Crawford spent a lot of time chatting up David Ortiz and other Red Sox veterans during batting practice.

"It's a nice feeling," said manager Terry Francona. "I hated him in that other uniform. It's amazing how you can hate somebody in one uniform and love them in another."

The speedy left fielder will have a news conference on Friday, after the position players undergo physicals.

"You know what he brings to the table," said outfielder Mike Cameron. "He just adds another element to this ballclub. He's able to do everything. When you have those kinds of players that are able to do anything, that makes the game more worthwhile, because there's not one way the guy can't beat you."

Adrian could start swinging bat next week

FORT MYERS, Fla. -- Adrian Gonzalez has been bat-less during the early days of Spring Training, but when he has a consultation on his surgically-repaired right shoulder next week, the lefty slugger hopes he'll get clearance to start swinging again.

"He's going to have a checkup in about a week here to get the go-ahead to start swinging the bat," said general manager Theo Epstein. "It would be about a week ahead of the initial timeframe."

That would be great news for the star slugger, who is eager to start fine-turning his stroke for his new team.

"I'm looking forward to that day -- counting the days down," Gonzalez said. "Hopefully once the doctor sees me, he clears me and I can start swinging that day or the following day."

What has it been like for Gonzalez going through all the daily drills at Spring Training but being unable to participate in batting practice?

"It's different," Gonzalez said, "but I'm definitely in no rush.
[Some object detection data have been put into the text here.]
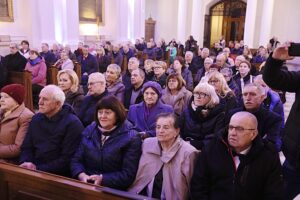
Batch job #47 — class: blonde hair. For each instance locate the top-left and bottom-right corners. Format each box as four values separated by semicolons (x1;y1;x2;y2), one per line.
208;72;232;96
194;83;220;108
57;69;79;92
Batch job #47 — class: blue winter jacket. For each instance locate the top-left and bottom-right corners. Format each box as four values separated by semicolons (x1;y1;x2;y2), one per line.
71;121;142;190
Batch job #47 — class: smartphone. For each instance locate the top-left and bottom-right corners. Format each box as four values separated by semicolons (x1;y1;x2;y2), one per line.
289;43;300;56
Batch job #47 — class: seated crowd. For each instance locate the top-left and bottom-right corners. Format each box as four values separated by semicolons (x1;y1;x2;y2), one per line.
0;36;285;199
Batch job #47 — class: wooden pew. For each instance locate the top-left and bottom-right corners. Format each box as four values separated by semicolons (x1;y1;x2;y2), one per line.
47;66;58;85
0;163;151;200
7;71;33;111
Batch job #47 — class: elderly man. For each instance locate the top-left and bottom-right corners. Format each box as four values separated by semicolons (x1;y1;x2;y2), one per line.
191;112;283;200
225;83;282;151
2;43;27;72
122;57;140;89
78;45;99;92
40;43;57;67
124;69;145;109
20;85;83;176
78;72;108;127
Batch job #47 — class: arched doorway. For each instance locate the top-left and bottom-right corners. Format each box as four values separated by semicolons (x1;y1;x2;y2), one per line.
204;0;247;47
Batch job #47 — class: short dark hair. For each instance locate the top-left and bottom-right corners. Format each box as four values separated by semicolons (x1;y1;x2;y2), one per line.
21;40;29;46
94;95;126;126
166;73;186;90
155;113;179;129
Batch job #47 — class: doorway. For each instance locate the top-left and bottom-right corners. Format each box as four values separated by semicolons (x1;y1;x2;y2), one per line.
203;0;247;47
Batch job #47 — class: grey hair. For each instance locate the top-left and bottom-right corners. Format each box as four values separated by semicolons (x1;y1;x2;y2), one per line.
42;85;66;106
107;64;121;78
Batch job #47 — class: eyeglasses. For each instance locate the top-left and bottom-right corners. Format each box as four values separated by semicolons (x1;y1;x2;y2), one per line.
228;125;256;133
87;81;104;86
193;92;209;98
208;80;220;85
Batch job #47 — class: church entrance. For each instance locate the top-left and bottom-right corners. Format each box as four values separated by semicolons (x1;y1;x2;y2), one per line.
204;0;247;47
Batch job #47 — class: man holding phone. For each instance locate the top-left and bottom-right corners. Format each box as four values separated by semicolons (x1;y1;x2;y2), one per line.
263;42;300;199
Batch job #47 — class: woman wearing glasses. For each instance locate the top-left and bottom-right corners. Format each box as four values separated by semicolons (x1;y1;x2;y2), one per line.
208;72;237;113
180;83;225;149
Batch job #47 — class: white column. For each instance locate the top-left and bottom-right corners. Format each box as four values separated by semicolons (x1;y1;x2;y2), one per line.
130;0;145;40
36;0;57;45
63;0;79;46
175;0;187;44
191;0;204;47
244;0;257;48
259;0;274;46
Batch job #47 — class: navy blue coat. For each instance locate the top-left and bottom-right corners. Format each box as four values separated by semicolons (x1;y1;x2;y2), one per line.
127;100;173;137
225;106;281;150
179;99;225;149
71;121;142;190
78;90;108;127
20;105;83;176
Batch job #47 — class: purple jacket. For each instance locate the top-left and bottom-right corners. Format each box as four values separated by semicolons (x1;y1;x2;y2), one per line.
127;99;173;137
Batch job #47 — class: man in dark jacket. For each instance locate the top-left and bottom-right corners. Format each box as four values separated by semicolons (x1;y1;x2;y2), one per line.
124;68;145;109
190;112;283;200
20;85;83;176
2;43;27;72
225;83;281;151
40;43;57;67
78;72;108;127
263;43;300;200
77;45;99;92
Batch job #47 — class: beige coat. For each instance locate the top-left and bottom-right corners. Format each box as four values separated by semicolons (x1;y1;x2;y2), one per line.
161;87;192;115
0;104;33;162
128;137;199;200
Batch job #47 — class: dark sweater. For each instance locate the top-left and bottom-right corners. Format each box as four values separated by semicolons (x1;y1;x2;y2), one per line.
20;105;83;176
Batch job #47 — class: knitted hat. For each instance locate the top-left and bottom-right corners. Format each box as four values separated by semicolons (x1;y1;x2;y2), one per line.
142;81;162;97
1;84;25;105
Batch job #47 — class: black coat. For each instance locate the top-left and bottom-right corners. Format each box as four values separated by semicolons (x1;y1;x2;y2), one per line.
179;99;224;149
263;54;300;169
71;121;142;190
2;52;27;72
225;105;281;150
191;135;283;200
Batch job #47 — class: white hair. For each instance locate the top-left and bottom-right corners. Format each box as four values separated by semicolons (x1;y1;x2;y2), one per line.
42;85;66;106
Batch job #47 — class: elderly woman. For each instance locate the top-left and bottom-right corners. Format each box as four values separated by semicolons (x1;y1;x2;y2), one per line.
208;72;238;113
167;56;194;91
233;60;254;93
129;113;198;200
0;84;33;163
152;61;167;88
71;96;141;190
54;51;74;70
180;83;225;149
161;74;192;115
194;58;214;85
25;50;47;107
127;81;173;138
57;69;84;115
96;46;111;73
105;64;125;103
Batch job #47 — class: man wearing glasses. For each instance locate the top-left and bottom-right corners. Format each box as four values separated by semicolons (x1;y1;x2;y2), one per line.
2;43;27;72
225;83;282;151
190;112;283;200
79;72;108;127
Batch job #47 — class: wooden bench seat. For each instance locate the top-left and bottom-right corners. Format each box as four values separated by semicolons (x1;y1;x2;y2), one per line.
0;163;151;200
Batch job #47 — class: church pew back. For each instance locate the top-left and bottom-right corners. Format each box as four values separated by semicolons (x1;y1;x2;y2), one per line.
0;163;149;200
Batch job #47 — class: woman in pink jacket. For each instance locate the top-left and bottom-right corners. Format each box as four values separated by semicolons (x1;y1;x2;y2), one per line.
25;50;47;108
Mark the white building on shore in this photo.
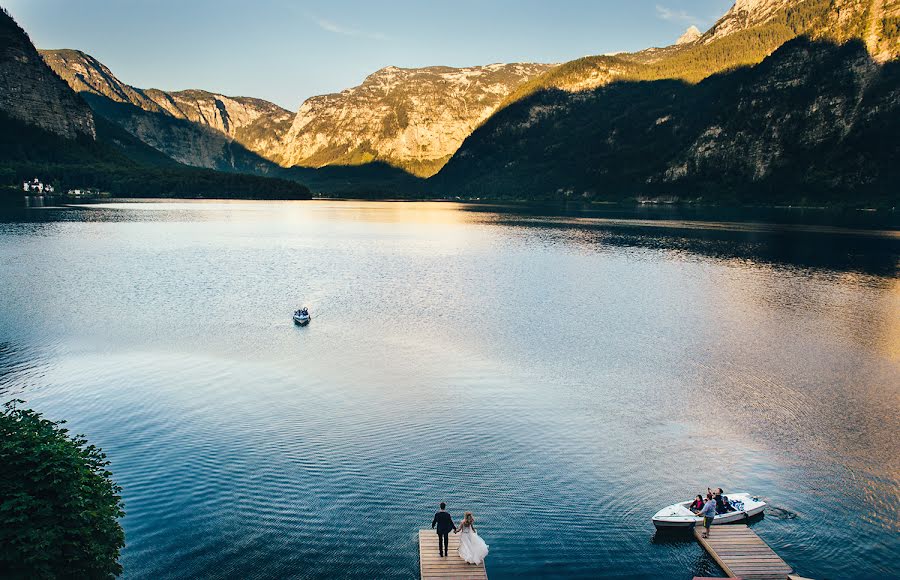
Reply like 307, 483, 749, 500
22, 177, 53, 195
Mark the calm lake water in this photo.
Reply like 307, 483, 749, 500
0, 201, 900, 580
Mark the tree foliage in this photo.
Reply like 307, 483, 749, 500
0, 401, 125, 578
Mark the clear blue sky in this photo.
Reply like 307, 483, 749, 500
7, 0, 733, 111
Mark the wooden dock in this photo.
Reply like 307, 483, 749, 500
419, 530, 487, 580
696, 524, 793, 580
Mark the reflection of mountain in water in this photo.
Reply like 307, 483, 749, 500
465, 206, 900, 277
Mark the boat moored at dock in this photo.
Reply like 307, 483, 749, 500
653, 493, 766, 528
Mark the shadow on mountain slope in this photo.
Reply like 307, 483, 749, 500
429, 38, 900, 206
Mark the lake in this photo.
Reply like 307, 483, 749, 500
0, 201, 900, 580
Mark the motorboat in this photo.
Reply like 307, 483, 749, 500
294, 307, 312, 326
653, 493, 766, 528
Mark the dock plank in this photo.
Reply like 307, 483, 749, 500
694, 524, 794, 580
419, 530, 487, 580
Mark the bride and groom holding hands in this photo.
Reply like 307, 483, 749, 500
431, 502, 488, 564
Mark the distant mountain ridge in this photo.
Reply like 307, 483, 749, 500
275, 63, 552, 177
41, 49, 552, 176
40, 49, 293, 174
7, 0, 900, 203
0, 10, 310, 206
0, 10, 97, 139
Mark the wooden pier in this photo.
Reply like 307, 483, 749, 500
419, 530, 487, 580
694, 524, 793, 580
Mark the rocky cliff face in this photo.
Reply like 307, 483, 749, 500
40, 49, 294, 160
504, 0, 900, 104
675, 26, 703, 46
431, 39, 900, 204
275, 64, 551, 176
0, 11, 96, 139
41, 50, 550, 175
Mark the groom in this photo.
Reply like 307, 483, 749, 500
431, 502, 456, 557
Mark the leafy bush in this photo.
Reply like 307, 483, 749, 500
0, 401, 125, 578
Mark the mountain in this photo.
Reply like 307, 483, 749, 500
0, 10, 96, 139
501, 0, 900, 108
40, 49, 293, 175
430, 0, 900, 203
675, 25, 703, 46
275, 63, 552, 177
41, 49, 552, 176
430, 38, 900, 205
40, 49, 294, 156
0, 6, 310, 205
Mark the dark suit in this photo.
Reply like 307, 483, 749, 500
431, 510, 456, 556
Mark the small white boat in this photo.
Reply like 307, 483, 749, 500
653, 493, 766, 528
294, 308, 312, 326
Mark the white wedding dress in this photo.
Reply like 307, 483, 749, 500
459, 526, 488, 564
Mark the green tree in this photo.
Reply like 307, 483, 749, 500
0, 401, 125, 578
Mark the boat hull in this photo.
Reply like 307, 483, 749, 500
653, 493, 766, 529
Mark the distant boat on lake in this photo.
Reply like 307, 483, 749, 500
294, 306, 312, 326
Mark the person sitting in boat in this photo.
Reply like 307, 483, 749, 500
690, 494, 705, 514
713, 487, 735, 514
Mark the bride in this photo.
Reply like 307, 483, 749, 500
459, 512, 487, 564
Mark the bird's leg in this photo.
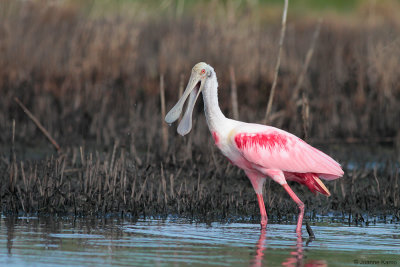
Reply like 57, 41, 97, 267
282, 184, 304, 233
257, 193, 268, 230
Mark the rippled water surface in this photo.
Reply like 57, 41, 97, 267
0, 217, 400, 266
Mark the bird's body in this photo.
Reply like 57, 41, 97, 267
166, 63, 343, 232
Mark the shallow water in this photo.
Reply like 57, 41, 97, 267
0, 217, 400, 266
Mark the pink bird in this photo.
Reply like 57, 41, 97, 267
165, 62, 343, 233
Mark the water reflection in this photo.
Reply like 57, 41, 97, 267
282, 232, 304, 267
0, 217, 400, 266
250, 229, 328, 267
4, 217, 15, 256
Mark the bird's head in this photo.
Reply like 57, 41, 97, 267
165, 62, 215, 136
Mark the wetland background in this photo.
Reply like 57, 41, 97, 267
0, 0, 400, 224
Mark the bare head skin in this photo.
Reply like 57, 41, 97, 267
165, 62, 214, 136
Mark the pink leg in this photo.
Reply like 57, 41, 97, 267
257, 194, 268, 229
282, 184, 304, 233
246, 171, 268, 229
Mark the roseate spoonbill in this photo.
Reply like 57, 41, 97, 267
165, 62, 343, 232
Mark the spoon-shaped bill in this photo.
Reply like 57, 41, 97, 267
178, 85, 201, 136
165, 73, 199, 124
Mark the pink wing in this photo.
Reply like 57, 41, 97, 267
231, 124, 343, 180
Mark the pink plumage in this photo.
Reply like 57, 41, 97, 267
165, 62, 343, 232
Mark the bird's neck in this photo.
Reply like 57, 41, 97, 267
203, 74, 227, 132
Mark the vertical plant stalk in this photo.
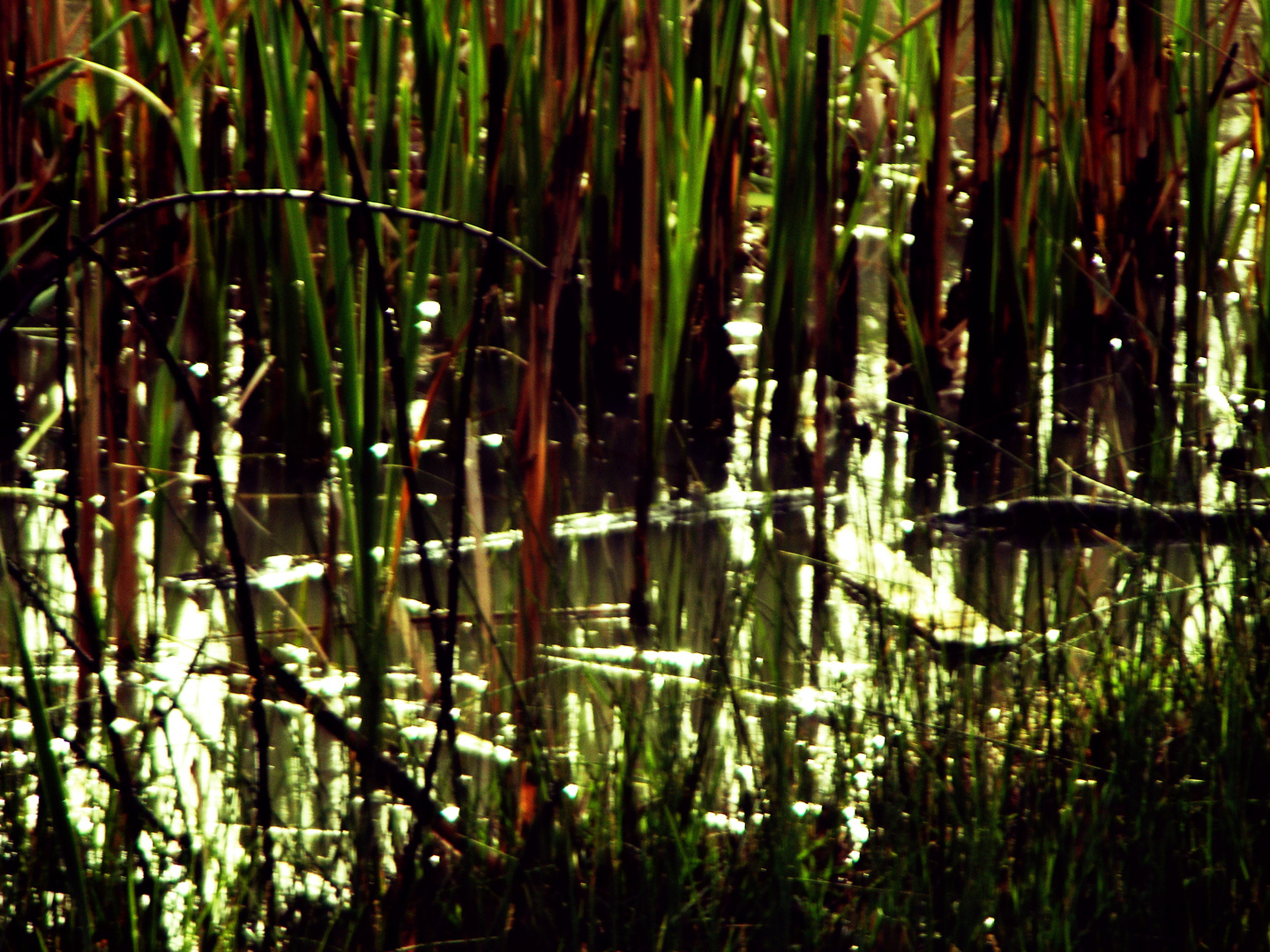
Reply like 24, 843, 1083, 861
0, 539, 94, 952
72, 265, 101, 741
811, 33, 833, 686
630, 0, 661, 647
75, 239, 274, 948
513, 0, 589, 831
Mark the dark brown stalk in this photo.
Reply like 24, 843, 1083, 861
513, 0, 589, 831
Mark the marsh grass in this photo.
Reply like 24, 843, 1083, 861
0, 0, 1270, 951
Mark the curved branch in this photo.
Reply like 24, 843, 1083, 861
0, 188, 548, 334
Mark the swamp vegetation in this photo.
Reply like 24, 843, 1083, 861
0, 0, 1270, 952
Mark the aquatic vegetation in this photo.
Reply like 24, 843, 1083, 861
0, 0, 1270, 951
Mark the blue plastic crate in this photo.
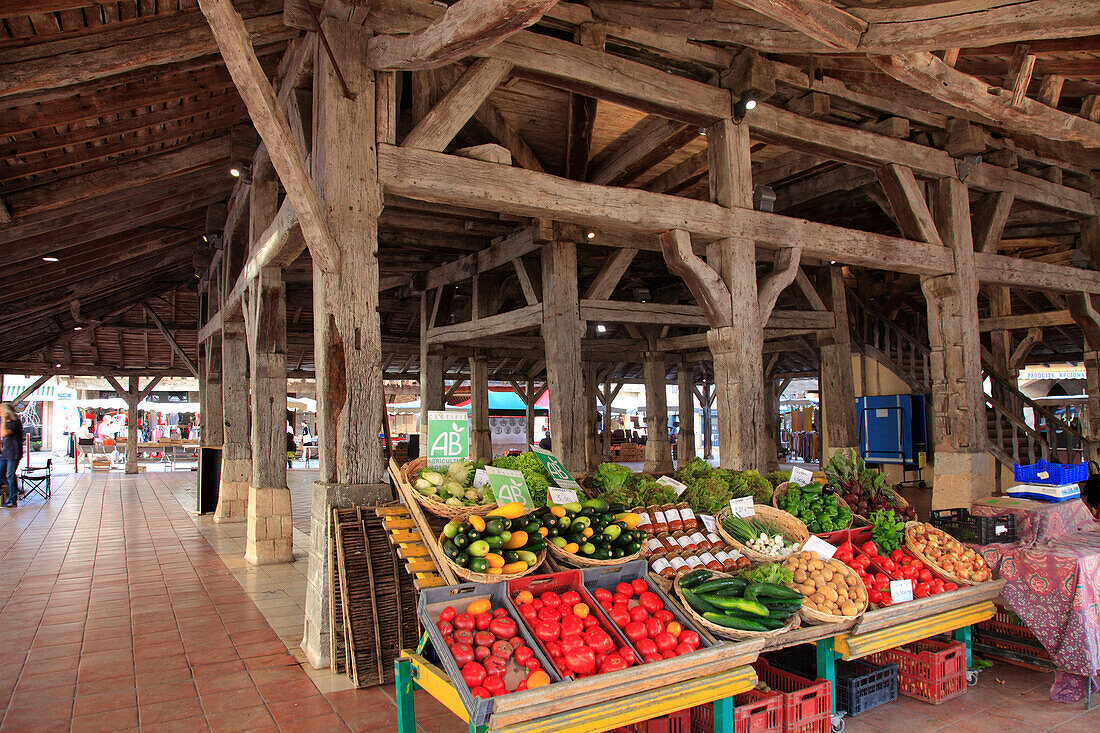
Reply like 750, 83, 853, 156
1012, 460, 1089, 486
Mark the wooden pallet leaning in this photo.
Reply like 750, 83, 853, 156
375, 504, 447, 591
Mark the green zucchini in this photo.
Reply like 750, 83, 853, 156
680, 568, 714, 589
703, 611, 770, 631
700, 594, 768, 616
692, 578, 749, 593
680, 588, 722, 613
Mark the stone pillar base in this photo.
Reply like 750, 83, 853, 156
213, 458, 252, 522
301, 481, 394, 669
244, 486, 294, 565
932, 450, 994, 510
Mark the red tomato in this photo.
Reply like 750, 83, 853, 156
462, 661, 485, 688
646, 619, 664, 638
653, 632, 677, 654
611, 609, 630, 628
535, 621, 561, 642
677, 628, 700, 649
623, 621, 647, 642
638, 591, 664, 613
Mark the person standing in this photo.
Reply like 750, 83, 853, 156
0, 402, 23, 506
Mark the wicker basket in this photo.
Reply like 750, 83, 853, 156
395, 456, 496, 519
547, 541, 641, 568
436, 534, 547, 583
771, 483, 853, 529
672, 569, 801, 639
795, 560, 867, 624
905, 522, 992, 586
715, 504, 810, 562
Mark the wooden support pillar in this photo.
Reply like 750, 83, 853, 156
817, 265, 859, 460
301, 18, 393, 667
526, 380, 536, 450
420, 291, 444, 440
213, 313, 252, 522
642, 351, 673, 473
470, 350, 493, 461
921, 178, 993, 508
244, 267, 294, 565
677, 357, 695, 466
542, 241, 587, 474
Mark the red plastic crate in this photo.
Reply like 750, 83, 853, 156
867, 638, 966, 705
752, 659, 833, 733
691, 690, 783, 733
612, 708, 692, 733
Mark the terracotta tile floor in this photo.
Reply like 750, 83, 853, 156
0, 470, 1100, 733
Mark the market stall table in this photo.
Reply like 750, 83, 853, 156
981, 532, 1100, 702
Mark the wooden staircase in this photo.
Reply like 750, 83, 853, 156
848, 293, 1090, 468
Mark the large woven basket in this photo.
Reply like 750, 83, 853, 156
672, 568, 801, 639
905, 522, 992, 586
795, 560, 867, 624
436, 533, 547, 583
399, 456, 496, 519
547, 541, 641, 568
715, 504, 810, 562
771, 483, 853, 530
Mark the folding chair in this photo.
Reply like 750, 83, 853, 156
19, 458, 54, 501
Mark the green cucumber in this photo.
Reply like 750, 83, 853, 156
702, 594, 768, 616
680, 588, 722, 613
703, 611, 770, 631
692, 578, 749, 593
680, 568, 714, 589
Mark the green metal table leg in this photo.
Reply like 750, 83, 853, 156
394, 659, 416, 733
814, 637, 837, 710
712, 698, 734, 733
955, 625, 972, 669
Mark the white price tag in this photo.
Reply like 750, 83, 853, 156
791, 466, 814, 486
802, 535, 836, 560
657, 475, 688, 496
729, 496, 756, 516
890, 578, 913, 603
547, 486, 581, 504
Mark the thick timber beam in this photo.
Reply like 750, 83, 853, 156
301, 19, 392, 667
199, 0, 336, 272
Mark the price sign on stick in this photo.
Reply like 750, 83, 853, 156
485, 466, 535, 512
531, 446, 581, 490
428, 411, 470, 467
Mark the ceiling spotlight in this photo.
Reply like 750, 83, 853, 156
734, 91, 756, 124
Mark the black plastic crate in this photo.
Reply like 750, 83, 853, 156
932, 508, 1019, 545
836, 660, 898, 715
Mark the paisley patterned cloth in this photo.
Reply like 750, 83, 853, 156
970, 496, 1100, 545
971, 530, 1100, 702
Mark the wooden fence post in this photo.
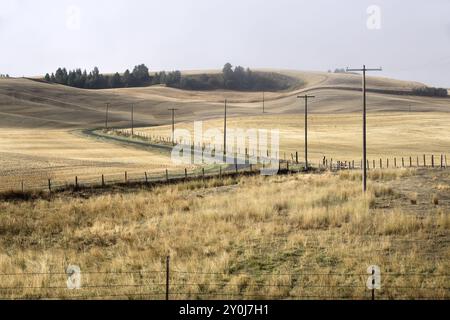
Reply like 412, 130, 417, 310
166, 256, 170, 300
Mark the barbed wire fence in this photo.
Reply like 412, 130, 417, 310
0, 142, 448, 194
0, 257, 450, 300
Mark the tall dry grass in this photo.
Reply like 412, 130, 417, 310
0, 170, 450, 299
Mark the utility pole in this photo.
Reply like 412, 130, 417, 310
131, 104, 134, 138
105, 102, 110, 130
263, 91, 266, 113
347, 65, 383, 193
297, 94, 315, 170
169, 109, 178, 145
223, 99, 227, 158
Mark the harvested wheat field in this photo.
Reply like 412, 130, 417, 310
126, 112, 450, 167
0, 169, 450, 299
0, 129, 185, 191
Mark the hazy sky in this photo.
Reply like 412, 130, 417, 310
0, 0, 450, 87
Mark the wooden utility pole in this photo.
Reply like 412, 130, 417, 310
297, 94, 315, 170
131, 104, 134, 137
169, 109, 178, 145
105, 102, 110, 130
347, 65, 382, 192
263, 91, 266, 113
223, 99, 227, 157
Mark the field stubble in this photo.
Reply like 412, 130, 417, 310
0, 169, 450, 299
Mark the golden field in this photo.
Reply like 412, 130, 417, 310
127, 112, 450, 167
0, 70, 450, 299
0, 169, 450, 299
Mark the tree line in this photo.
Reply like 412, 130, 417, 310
44, 64, 151, 89
44, 63, 299, 91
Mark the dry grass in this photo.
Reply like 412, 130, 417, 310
138, 113, 450, 164
0, 170, 450, 299
0, 129, 186, 190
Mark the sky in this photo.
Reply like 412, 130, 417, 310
0, 0, 450, 88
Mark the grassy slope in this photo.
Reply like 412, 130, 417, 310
0, 71, 449, 128
0, 70, 449, 187
127, 112, 450, 162
0, 170, 450, 299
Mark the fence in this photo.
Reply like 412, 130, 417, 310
0, 149, 447, 194
0, 257, 450, 300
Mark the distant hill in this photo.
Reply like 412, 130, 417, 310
0, 69, 450, 128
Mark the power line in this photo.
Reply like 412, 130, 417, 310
168, 108, 178, 145
297, 94, 315, 170
347, 65, 382, 193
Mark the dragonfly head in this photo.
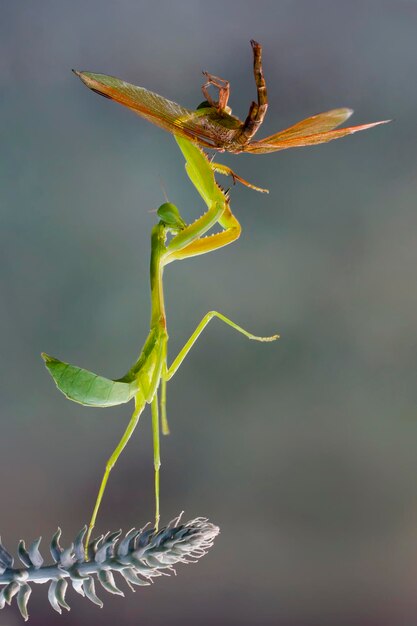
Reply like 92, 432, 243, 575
157, 202, 187, 233
196, 100, 232, 115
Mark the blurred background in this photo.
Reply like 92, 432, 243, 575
0, 0, 417, 626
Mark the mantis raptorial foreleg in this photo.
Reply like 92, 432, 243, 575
166, 311, 279, 380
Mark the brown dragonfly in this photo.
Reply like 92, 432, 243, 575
74, 40, 390, 186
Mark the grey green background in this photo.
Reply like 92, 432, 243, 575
0, 0, 417, 626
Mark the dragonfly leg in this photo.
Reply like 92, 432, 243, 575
201, 72, 230, 111
84, 394, 146, 560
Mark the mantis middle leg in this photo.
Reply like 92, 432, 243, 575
165, 311, 279, 380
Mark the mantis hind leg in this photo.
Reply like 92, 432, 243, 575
84, 393, 146, 560
151, 393, 161, 530
166, 311, 279, 380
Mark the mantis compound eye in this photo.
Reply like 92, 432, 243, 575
157, 202, 186, 230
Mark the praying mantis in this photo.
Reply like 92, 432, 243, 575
42, 136, 278, 559
42, 40, 388, 559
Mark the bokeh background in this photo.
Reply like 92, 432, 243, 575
0, 0, 417, 626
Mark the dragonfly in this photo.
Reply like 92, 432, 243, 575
73, 40, 390, 168
42, 137, 278, 560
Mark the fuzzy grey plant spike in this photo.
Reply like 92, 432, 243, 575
0, 516, 219, 621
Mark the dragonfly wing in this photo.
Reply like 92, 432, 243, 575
245, 109, 390, 154
74, 70, 241, 148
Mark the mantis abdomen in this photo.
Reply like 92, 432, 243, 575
42, 353, 139, 407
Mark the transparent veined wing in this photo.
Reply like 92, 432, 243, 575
245, 108, 390, 154
73, 70, 242, 148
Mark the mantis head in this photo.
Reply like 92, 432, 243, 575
157, 202, 187, 233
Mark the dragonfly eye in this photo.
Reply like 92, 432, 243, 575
157, 202, 186, 231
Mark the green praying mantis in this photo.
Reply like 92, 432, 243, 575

I want to get swinging already, but it's a process, and you don't want to get too ahead of anything. It's good for me to just be able to hang out and talk to the guys and get to know the guys' swings and take a step back and watch everybody else."

The good news is that Gonzalez doesn't think the later start with batting practice will have any impact on his season.

"There's zero discomfort, there's zero limitations," Gonzalez said. "I'm exactly where I need to be at this point, post surgery. Everything is going as planned, and it feels great. I know I could swing today if I wanted to, but there's no rush."

Epstein: Red Sox haven't done anything yet

FORT MYERS, Fla. -- General manager Theo Epstein knows full well that the dramatic moves he made over the winter have made his team a potential juggernaut in the minds of many pundits. Optimism is filling the clubhouse as well, as Josh Beckett said earlier this week that the 2011 Red Sox have the capability of winning 100 games.

But from where Epstein sits, the hype means very little.

"I think it's nice that those players feel good about themselves and their teammates and what they have here, but let's be honest, we haven't done anything yet," Epstein said. "All we have is a bunch of guys in this clubhouse here to try to set out and do a job. We've got a lot to prove."

Such as?

"We've got to prove that we're not a third-place team in this division. We've got to prove that we can stay healthy," Epstein said. "We've got to prove that we can repeat performances -- what guys have done in the past, they can do it again in 2011 or improve upon those performances. We've got to prove we can come together as a team. We don't have win No. 1 yet. We have a lot to prove, and the work is just starting."

Still, Epstein is glad to hear players like Beckett feel so optimistic about the team.

"I like that these guys feel good about themselves, their teammates and our chances," Epstein said. "I don't think they're getting ahead of themselves, because they know how much work they need to do."